05 July 2002

What three questions have haunted my life the most? Not an easy question, but a good one to ask oneself, no doubt. Instead of single questions, I'll suggest three areas of interest and the sets of questions they each produce:

Suffering and redemption. I've never been able to shake off the wrenching conversations between Ivan and Alyosha in Dostoyevski's The Brothers Karamazov or the redemptive suffering of the pastor in Bernanos' Diary of the Country Priest. By faith I know that Jesus Christ has entered into every human suffering and remains there present by his Spirit with those who find themselves there too, in order that suffering might be redeemed. Christ has been gassed in Auschwitz, raped in prison, left weeping as a widow, and lost in the darkness of Alzheimer's.

But what does this mean for me and for those whom I love? How can the presence of Christ be made known more clearly?
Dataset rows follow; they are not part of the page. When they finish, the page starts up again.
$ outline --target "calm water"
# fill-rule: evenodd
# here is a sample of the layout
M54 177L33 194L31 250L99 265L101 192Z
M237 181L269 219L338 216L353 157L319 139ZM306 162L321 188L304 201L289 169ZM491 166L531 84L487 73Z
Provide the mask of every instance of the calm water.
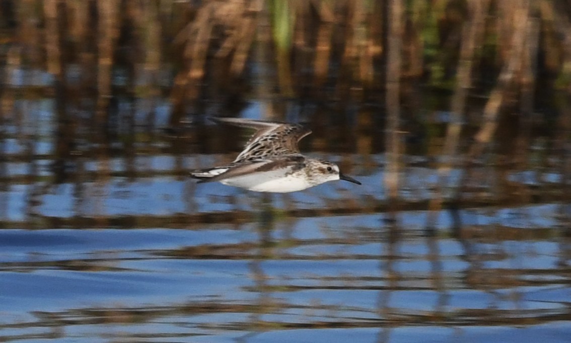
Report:
M84 153L96 145L86 143L60 160L45 106L30 111L28 128L3 128L0 341L571 337L569 207L558 198L443 211L429 234L436 178L422 156L407 157L394 225L383 212L383 155L316 152L363 185L264 196L196 185L184 171L232 153L181 153L167 140L102 156ZM509 173L542 187L561 179L556 167ZM494 196L493 179L484 197Z

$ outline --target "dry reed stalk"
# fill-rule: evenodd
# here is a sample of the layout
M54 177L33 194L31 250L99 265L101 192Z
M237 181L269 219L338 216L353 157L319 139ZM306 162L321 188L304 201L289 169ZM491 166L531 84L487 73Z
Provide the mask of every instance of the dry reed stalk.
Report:
M315 0L314 0L315 2ZM329 3L321 1L316 6L319 14L317 39L315 45L315 58L313 62L313 87L323 86L329 74L329 59L331 54L331 38L335 17L329 8Z
M542 10L550 14L553 18L556 30L560 36L563 37L563 47L564 47L565 62L568 65L571 65L571 24L568 20L563 18L563 11L554 11L552 7L553 4L548 3L544 4ZM571 73L566 71L567 76ZM560 163L559 173L561 176L561 191L568 197L571 195L571 108L570 108L569 99L571 99L571 81L568 79L566 85L566 101L561 109L561 114L557 120L557 132L554 144L554 150L560 155ZM569 209L569 200L568 203L563 203L560 207L560 221L562 227L565 228L565 234L568 237L571 236L571 213Z
M256 37L258 17L263 6L263 0L252 1L247 11L248 17L246 19L246 22L239 28L240 38L230 65L230 72L233 75L239 75L244 71L250 50Z
M47 72L54 75L59 75L62 68L59 58L59 35L58 32L58 0L45 0L43 2Z
M520 170L525 170L528 164L527 150L529 146L531 128L533 122L534 94L535 80L537 76L537 57L540 39L540 24L538 19L529 18L529 23L525 34L525 49L521 62L521 90L520 95L520 114L521 116L518 134L513 152L514 164ZM525 183L520 184L524 185ZM522 200L529 200L528 188L520 188Z
M385 151L387 156L384 184L388 200L393 209L399 197L399 157L400 142L399 130L400 120L400 76L404 6L402 0L389 2L389 18L387 44L387 124Z
M275 80L268 71L269 66L273 61L271 52L271 25L267 3L265 1L262 3L258 15L256 42L255 59L260 64L260 72L258 75L258 82L256 84L256 95L260 99L263 117L266 119L272 119L276 115L270 102L270 90L274 87Z
M97 103L95 120L99 125L108 122L107 107L111 97L113 51L119 36L118 16L119 2L100 0L97 2L98 23Z
M467 181L471 179L470 170L475 159L482 154L496 132L500 111L505 100L505 93L512 86L521 68L521 59L525 47L525 34L528 32L528 26L531 23L529 20L529 1L519 0L513 11L514 21L512 25L514 28L512 31L513 36L510 39L509 58L502 68L497 84L490 94L489 99L484 107L481 125L474 137L475 142L470 147L464 162L465 164L468 164L468 168L465 170L462 181L456 188L455 197L457 200L461 198L463 186L466 185Z
M442 152L443 160L438 167L438 184L429 204L431 211L427 218L427 226L429 228L433 227L436 224L437 211L442 208L444 189L449 183L450 172L457 165L466 99L472 86L472 69L475 52L476 47L480 46L482 43L482 28L489 3L489 0L471 0L469 3L471 20L464 23L462 30L460 61L456 74L456 88L451 102L450 122L447 128Z
M365 9L365 2L357 1L355 14L353 17L355 26L356 48L359 53L357 79L361 84L370 85L373 83L373 42L371 33L367 27L367 14L371 9Z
How can I re-tell my own story and narrate the stories of others so that Christ might appear as an actor in those stories, as the one who was there all along? How can I more effectively be one manifestation of that divine-human presence in suffering, whether in the touch of a hand, the caress of a cheek, or the sharing of tears? How can I seek to know and make known the truth that, in the words of St. Therese of Lisieux, "grace is everywhere"?

The fragmentation and sectarianism of Christ's church. The Christian church is in shambles, new denominations and sects popping up all the time, many of which have little understanding of the historic Christian faith and deny themselves the gracious presence of Christ as he has promised to make himself known in Word and Sacrament. This is scandalous.

How have things gotten so bad? Is there any path to greater unity? How can the Gospel of reconciliation be known when we all break bread at separate Tables? How are we to be known by our love, when vitriol and invective are our stock and trade? Why is it that so many Christians seem to fear other Christians and resist any attempts to build bridges or refuse to hear what others are trying to say?

The interstices between trinitarian theology, ontology, epistemology, covenant, word, and sacrament. This is probably my primary professional interest as a philosopher. Post-modernism provides a unique space, beyond the "modern", in which the riches of the Christian tradition--patristic, medieval, and reformational--can be retreived and renewed in order to speak the Gospel more clearly and make Christ known among and through his people.

How can philosophy, together with theology, assist in this task? How can the history of the descent into the modern be narrated in order to better read the past and strip theology of its modernist accretions? How does the doctrine of the Trinity--which says that ultimate reality is relational and that divine truth exists in only in community--generate an ontology and epistemology? How is this trinitarian contribution to philosophy worked out properly among the covenant people, particularly in language (Word) and action (Sacrament)?

These three sets of questions, I think, would be those which have "haunted me" the most.